Desde niño tuve facilidad con el aprendizaje de idiomas. Era trilingüe. Hablaba castellano, francés y el valenciano, que es como el catalán, porque mi abuela era valenciana. A los 21 años, los hablaba perfecto. También estudié inglés, alemán e italiano en el colegio. Creo que todos esos idiomas hicieron que hoy tenga cierta propensión a tratar de entender al prójimo. También hicieron que no me sienta particularmente francés o argentino, sino más bien un ciudadano del mundo.
Aparte, me gusta mucho viajar. De todos mis viajes recuerdo especialmente una gira con el espectáculo El hombre de la corbata roja , de Julio Bocca. Estrenamos y durante tres años me sumé al ballet. De las 19 ciudades norteamericanas que tocamos, una fue Anchorage, en Alaska, donde estuvimos una semana.
Durante dos noches, cuando estaba cenando en un restaurante pegado al hotel, donde podías pedir comida occidental o sushi preparado en el momento, con pescado fresco que salía de la bahía, había una mesa al lado mío con cuatro personas: una niña, un niño, el padre y la madre. La madre era asiática, el padre afroamericano, y los niños..., eran lo más interesante. Ella era rubia, llevaba el pelo con rastas, y lo que tenían de divertido es que hablaban mitad en inglés y mitad en japonés, es decir, la madre debió hablarles en japonés y el padre en inglés desde que eran chicos.

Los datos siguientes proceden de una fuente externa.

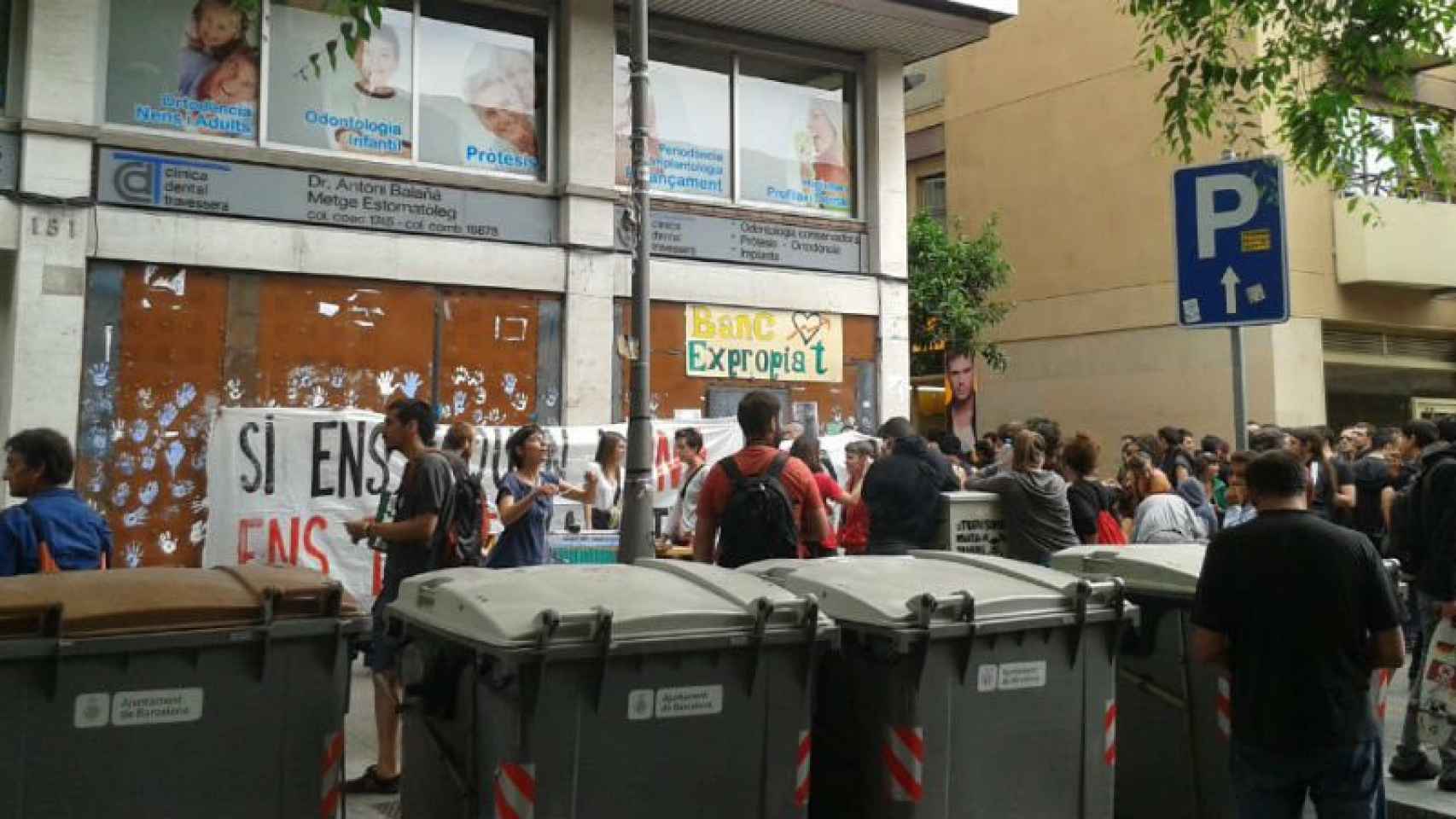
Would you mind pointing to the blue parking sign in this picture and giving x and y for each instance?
(1231, 243)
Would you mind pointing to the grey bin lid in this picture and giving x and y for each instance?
(971, 498)
(882, 591)
(653, 598)
(1150, 567)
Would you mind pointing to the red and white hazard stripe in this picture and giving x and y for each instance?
(905, 763)
(1383, 682)
(1109, 732)
(1223, 707)
(515, 792)
(801, 775)
(332, 761)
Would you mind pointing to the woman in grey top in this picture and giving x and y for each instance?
(1034, 502)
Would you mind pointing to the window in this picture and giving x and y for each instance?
(472, 98)
(798, 136)
(795, 137)
(932, 197)
(1373, 173)
(183, 66)
(689, 123)
(482, 88)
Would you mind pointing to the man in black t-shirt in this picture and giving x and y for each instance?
(410, 428)
(1301, 612)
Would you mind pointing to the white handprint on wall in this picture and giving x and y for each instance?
(411, 385)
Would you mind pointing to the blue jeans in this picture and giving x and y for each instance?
(1344, 783)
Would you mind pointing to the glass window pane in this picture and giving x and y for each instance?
(183, 66)
(797, 136)
(4, 51)
(358, 105)
(482, 88)
(688, 119)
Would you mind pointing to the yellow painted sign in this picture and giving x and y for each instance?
(765, 345)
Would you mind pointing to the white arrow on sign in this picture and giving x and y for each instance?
(1231, 291)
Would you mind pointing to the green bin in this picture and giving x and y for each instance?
(967, 687)
(1177, 713)
(661, 688)
(173, 693)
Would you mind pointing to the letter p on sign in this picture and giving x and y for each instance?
(1212, 220)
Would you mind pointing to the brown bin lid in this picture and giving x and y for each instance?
(163, 600)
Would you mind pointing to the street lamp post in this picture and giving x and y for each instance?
(637, 497)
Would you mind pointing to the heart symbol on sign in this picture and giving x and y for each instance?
(808, 325)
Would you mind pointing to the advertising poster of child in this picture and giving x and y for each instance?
(480, 99)
(363, 107)
(183, 66)
(688, 128)
(801, 156)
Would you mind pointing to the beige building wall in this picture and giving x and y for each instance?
(1066, 148)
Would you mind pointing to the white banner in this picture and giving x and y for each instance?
(282, 482)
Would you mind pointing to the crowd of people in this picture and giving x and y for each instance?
(1318, 507)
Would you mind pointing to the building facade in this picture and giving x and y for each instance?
(206, 206)
(1068, 152)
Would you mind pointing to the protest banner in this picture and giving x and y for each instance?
(282, 482)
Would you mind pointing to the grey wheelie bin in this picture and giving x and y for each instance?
(663, 688)
(1175, 713)
(965, 685)
(1174, 751)
(159, 693)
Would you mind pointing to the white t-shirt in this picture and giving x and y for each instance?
(606, 488)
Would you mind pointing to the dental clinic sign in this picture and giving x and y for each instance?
(763, 345)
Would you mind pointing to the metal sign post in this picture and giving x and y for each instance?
(637, 497)
(1229, 237)
(1241, 402)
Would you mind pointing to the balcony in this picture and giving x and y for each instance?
(911, 28)
(1410, 243)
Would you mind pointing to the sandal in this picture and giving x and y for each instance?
(370, 781)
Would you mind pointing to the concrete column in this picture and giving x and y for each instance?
(587, 158)
(884, 182)
(587, 152)
(589, 340)
(894, 350)
(64, 60)
(884, 177)
(44, 291)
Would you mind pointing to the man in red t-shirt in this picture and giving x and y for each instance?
(759, 419)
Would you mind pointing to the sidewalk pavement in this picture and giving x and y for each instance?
(1406, 800)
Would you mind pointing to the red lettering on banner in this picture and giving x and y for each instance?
(666, 464)
(277, 552)
(317, 523)
(245, 555)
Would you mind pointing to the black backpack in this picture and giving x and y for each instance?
(1427, 513)
(757, 524)
(457, 536)
(1371, 476)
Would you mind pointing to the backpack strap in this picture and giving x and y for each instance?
(777, 468)
(731, 470)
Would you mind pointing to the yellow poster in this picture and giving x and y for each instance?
(765, 345)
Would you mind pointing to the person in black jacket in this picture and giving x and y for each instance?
(1426, 531)
(903, 491)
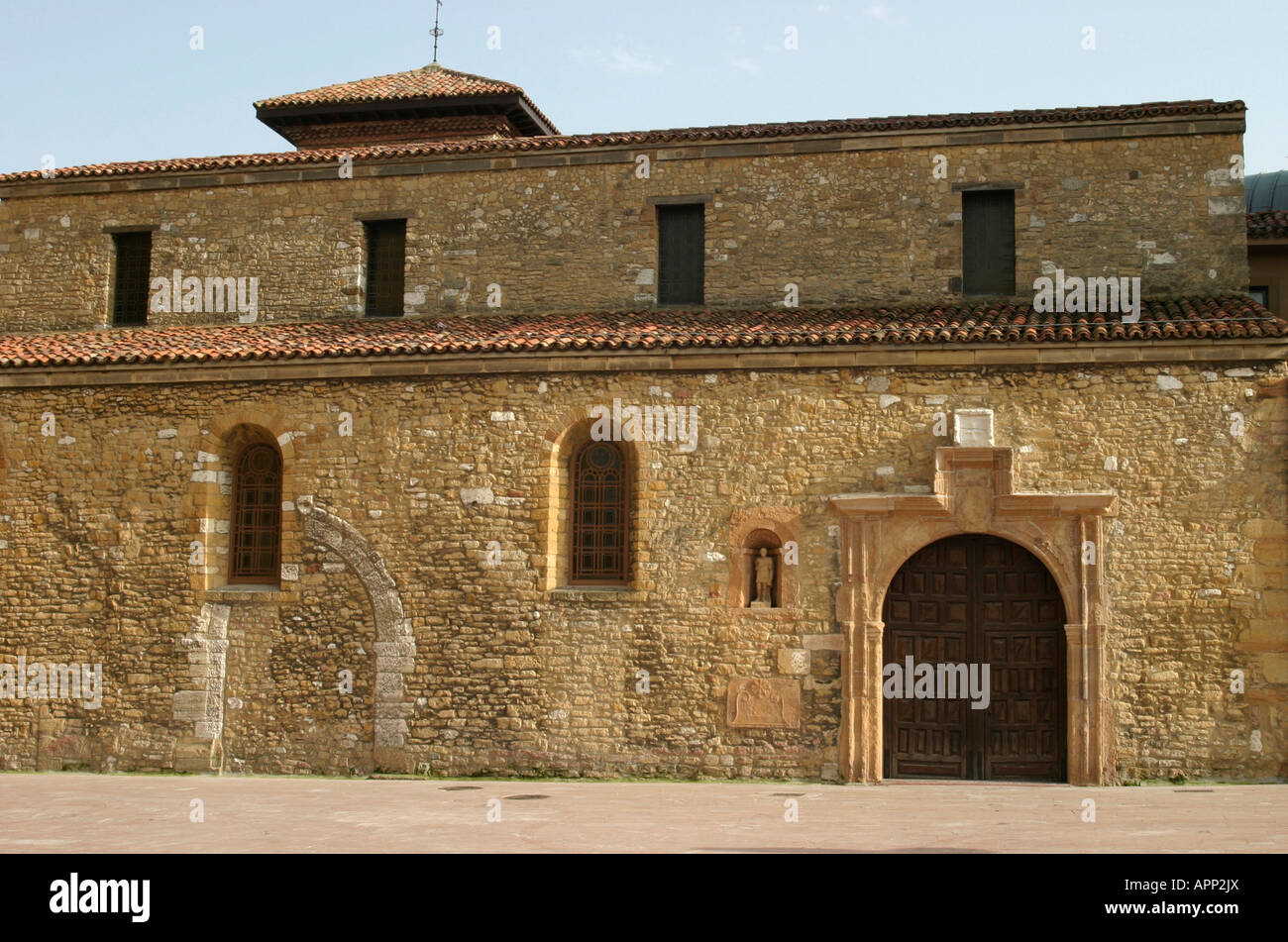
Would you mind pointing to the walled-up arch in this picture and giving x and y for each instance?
(973, 493)
(395, 642)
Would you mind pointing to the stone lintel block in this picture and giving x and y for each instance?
(189, 704)
(402, 666)
(390, 732)
(823, 642)
(793, 661)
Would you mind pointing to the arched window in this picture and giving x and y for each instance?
(599, 523)
(257, 529)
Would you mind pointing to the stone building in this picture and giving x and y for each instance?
(1267, 238)
(449, 443)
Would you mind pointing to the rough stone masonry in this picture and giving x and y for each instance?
(424, 619)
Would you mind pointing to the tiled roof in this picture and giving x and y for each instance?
(914, 123)
(1188, 318)
(1266, 226)
(430, 81)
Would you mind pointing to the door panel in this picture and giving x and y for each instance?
(978, 600)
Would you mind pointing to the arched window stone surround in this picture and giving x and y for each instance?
(209, 498)
(973, 493)
(562, 439)
(784, 523)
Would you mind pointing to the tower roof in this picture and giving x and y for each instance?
(421, 104)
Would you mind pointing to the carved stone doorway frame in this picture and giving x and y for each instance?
(973, 493)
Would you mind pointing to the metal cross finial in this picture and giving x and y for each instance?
(436, 33)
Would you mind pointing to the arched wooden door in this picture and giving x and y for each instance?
(977, 600)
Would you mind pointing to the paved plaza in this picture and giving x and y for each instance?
(78, 813)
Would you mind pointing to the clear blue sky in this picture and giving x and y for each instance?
(91, 82)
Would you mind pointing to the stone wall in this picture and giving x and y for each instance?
(497, 672)
(854, 222)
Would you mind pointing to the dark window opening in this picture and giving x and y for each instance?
(386, 258)
(682, 254)
(130, 287)
(988, 242)
(257, 529)
(599, 520)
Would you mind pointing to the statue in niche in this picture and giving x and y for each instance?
(763, 568)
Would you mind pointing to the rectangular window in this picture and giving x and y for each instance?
(130, 286)
(988, 242)
(681, 253)
(386, 258)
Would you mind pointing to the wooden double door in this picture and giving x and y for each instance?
(978, 600)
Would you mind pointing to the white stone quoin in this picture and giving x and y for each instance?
(973, 427)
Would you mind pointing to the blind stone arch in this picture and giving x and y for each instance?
(395, 642)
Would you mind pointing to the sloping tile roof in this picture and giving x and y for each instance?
(430, 81)
(724, 133)
(1267, 226)
(1231, 317)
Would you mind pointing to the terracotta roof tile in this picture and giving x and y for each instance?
(1186, 318)
(430, 81)
(912, 123)
(1266, 226)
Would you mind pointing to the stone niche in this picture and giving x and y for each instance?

Entonces era un chapurreo muy divertido de palabras americanas mezcladas con palabras japonesas, y todas tenían que ver con el tema del sushi.
Lo que me sorprendió es que mientras comían, el padre les contestaba en inglés y la madre acotaba en japonés. Y me resultó muy emocionante ver a una familia típica, dos padres, dos hijos, de una etnia tan improbable, al menos para mí, y que el resultado de esa unión fueran dos personajes mezcla de un negro americano con una japonesa.
Así salieron dos japoneses medios rubios, con el pelo mota y la piel similar a la de su padre afroamericano.
Lo más interesante para mí era cómo manejaban el idioma, y mientras transcurría la cena me preguntaba cómo conjugarían la ritualidad que caracteriza a los japoneses en la vida real con el sistema yanqui. Por eso, cada vez que pude, me senté en la mesa de al lado.